O boletim da Conab também mostra que a área semeada com sorgo, no mesmo período, saltou 59,9%, atingindo 631,1 mil hectares frente aos 394,7 mil do ciclo anterior, com produtividade média estimada em 3,5 toneladas por hectare.
A forte expansão da cultura é motivada pela resistência do cereal ao déficit hídrico e pela adaptação do grão à segunda safra, conhecida como safrinha. Devido ao seu alto valor nutricional, o sorgo consolida-se como um dos principais ingredientes que abastecem a indústria de nutrição animal.
Municípios produtores
A produção de sorgo se espalha por 128 dos 246 municípios goianos, concentrando-se principalmente na região Sul de Goiás e no Entorno do Distrito Federal. Entre os municípios, destacam-se Cristalina e Rio Verde, que são os dois maiores produtores de sorgo de todo o Brasil. Juntos, responderam por 28,3% de toda a produção colhida no estado em 2024.
Mas outros municípios estão investindo pesado na produção do cereal. É o caso de Motividiu, no Sudoeste goiano, conhecida como a “Capital dos Grãos” de Goiás. O município multiplicou sua colheita quase 14 vezes em um ano, saltando de 3,6 mil para 49,5 mil toneladas, segundo dados da Plataforma Aroeira.
Outros municípios também se transformaram em novos polos produtores, entre eles, São Domingos e São Miguel do Araguaia. No quesito rendimento, Itapaci lidera a eficiência com a maior média do estado (4,0 t/ha), seguido por Rio Verde e Flores de Goiás (3,8 t/ha).

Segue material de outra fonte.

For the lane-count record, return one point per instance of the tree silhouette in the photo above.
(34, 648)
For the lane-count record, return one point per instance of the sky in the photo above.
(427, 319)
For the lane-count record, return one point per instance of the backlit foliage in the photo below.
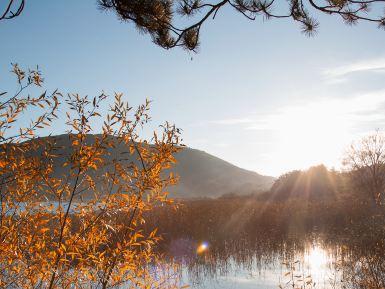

O secretário de Agricultura, Pecuária e Abastecimento de Goiás (Seapa), Ademar Leal, comemorou os dados da Conab. “Goiás tem ampliado sua participação na produção nacional de sorgo de forma consistente, resultado da capacidade dos produtores de incorporar culturas que agregam competitividade ao sistema produtivo”, ressaltou. “Além de contribuir para a diversificação da segunda safra, o sorgo tem papel importante no abastecimento das cadeias de proteína animal e abre novas oportunidades para a agroindústria e a bioenergia no estado.”
Produção de etanol
A bioenergia é uma nova e promissora janela de projeção para a produção goiana do sorgo, que ganha crescente importância como matéria-prima para a fabricação de etanol. Em virtude de sua alta concentração de açúcares e ciclo produtivo curto, o grão torna-se ideal para abastecer as destilarias locais durante o período de entressafra da cana-de-açúcar. Essa integração é facilitada pela vantagem logística e operacional de aproveitar os mesmos equipamentos já utilizados nos canaviais para a mecanização da colheita goiana.
Essa sinergia industrial projeta um cenário de agregação de valor para o agronegócio goiano, segundo a Secretaria de Agricultura. A expansão do etanol, a partir do cereal, amplia a oferta de coprodutos de alto valor, como os grãos secos de destilaria (os Distillers Dried Grains-DDGs), que possuem elevado teor proteico e energético para a nutrição animal.
Ao conectar de forma inteligente as cadeias de biocombustíveis e de proteínas animais, o mercado goiano caminha para consolidar um sistema produtivo ainda mais sustentável, eficiente e economicamente diversificado, abrindo novas frentes de investimento para os produtores do estado.